Released: 2026-03-21

Memory dependence prediction support for the out-of-order backend, with two configurable predictor backends and associated bug fixes in the memory pipeline.

Added

Memory Dependence Unit (MDP)

Pluggable predictor framework with two backends:

  • Blind: conservative predictor where loads always wait for all older stores to resolve addresses before issuing. No speculation, no violations. This is the default.
  • StoreSet: speculative predictor based on Chrysos & Emer (ISCA 1998). Learns load-store dependencies from observed ordering violations and allows loads predicted as independent to bypass unresolved stores.

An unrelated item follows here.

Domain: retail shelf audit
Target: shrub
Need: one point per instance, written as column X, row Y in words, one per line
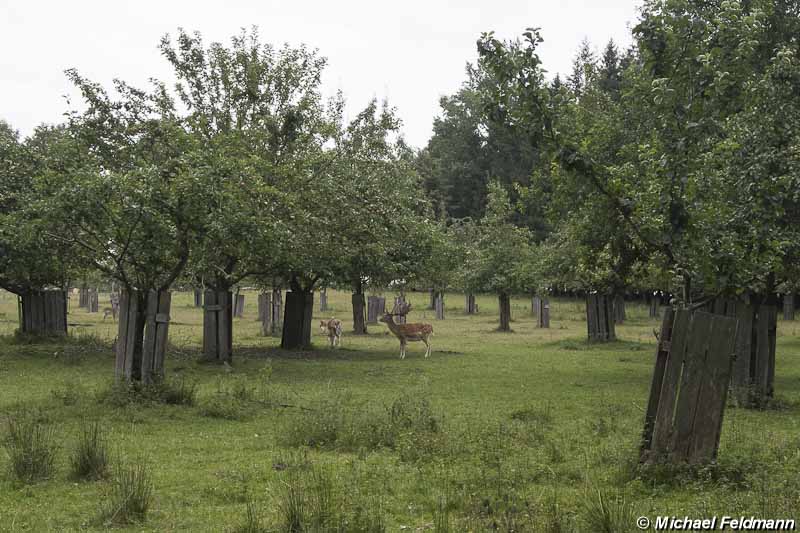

Store Set Predictor Internals

  • Store Set Identifier Table (SSIT): maps load and store PCs to store set IDs via (pc >> 2) % ssit_size. Periodically cleared to prevent stale dependencies from persisting.
  • Last Fetched Store Table (LFST): tracks the most recent in-flight store per store set ID, used to establish dispatch-time dependencies between loads and stores.
  • Dispatch-time dependency caching: issue queue entries record their MDP prediction state (Bypass, WaitFor, or WaitAll) at dispatch so the predictor is not re-queried during wakeup.
  • Explicit wakeup path: when a store resolves its address, the issue queue wakes any entries in WaitFor state that were waiting on that store's ROB tag.
  • Partial flush with LFST rebuild: on pipeline squash, the LFST is rebuilt from surviving in-flight stores in the ROB rather than being fully cleared.

Configuration

  • StoreSetConfig with configurable SSIT size (default 2048), LFST size (default 256), and SSIT clear interval (default 100,000 cycles).

Python API

  • MemDepPredictor.Blind() and MemDepPredictor.StoreSet(ssit_size, lfst_size) configuration types, passed via Config(mem_dep_predictor=...).

Statistics

Four new counters exposed through both Rust stats and Python bindings:

  • mdp_predictions_bypass — loads predicted to bypass all older stores
  • mdp_predictions_wait_all — loads predicted to wait for all older stores
  • mdp_predictions_wait_for — loads predicted to wait for a specific older store
  • mdp_violations — ordering violations reported to the predictor

Printed under a "Memory Dependence Prediction" section in stats output when non-zero.

Fixed

  • SC and AMO ordering violation checks: memory2_stage now checks for load ordering violations when SC (store-conditional) and AMO (atomic read-modify-write) operations resolve their addresses. Previously, only regular stores triggered these checks, meaning a younger load that speculatively read an address later written by an SC or AMO would not be detected as a violation.
  • Violation loss on memory2 stall: when memory2_stage stalled (e.g., due to an older store blocking a load or AMO), any ordering violation already detected earlier in the same cycle was discarded. The stage now preserves and returns accumulated violations through all early-return paths.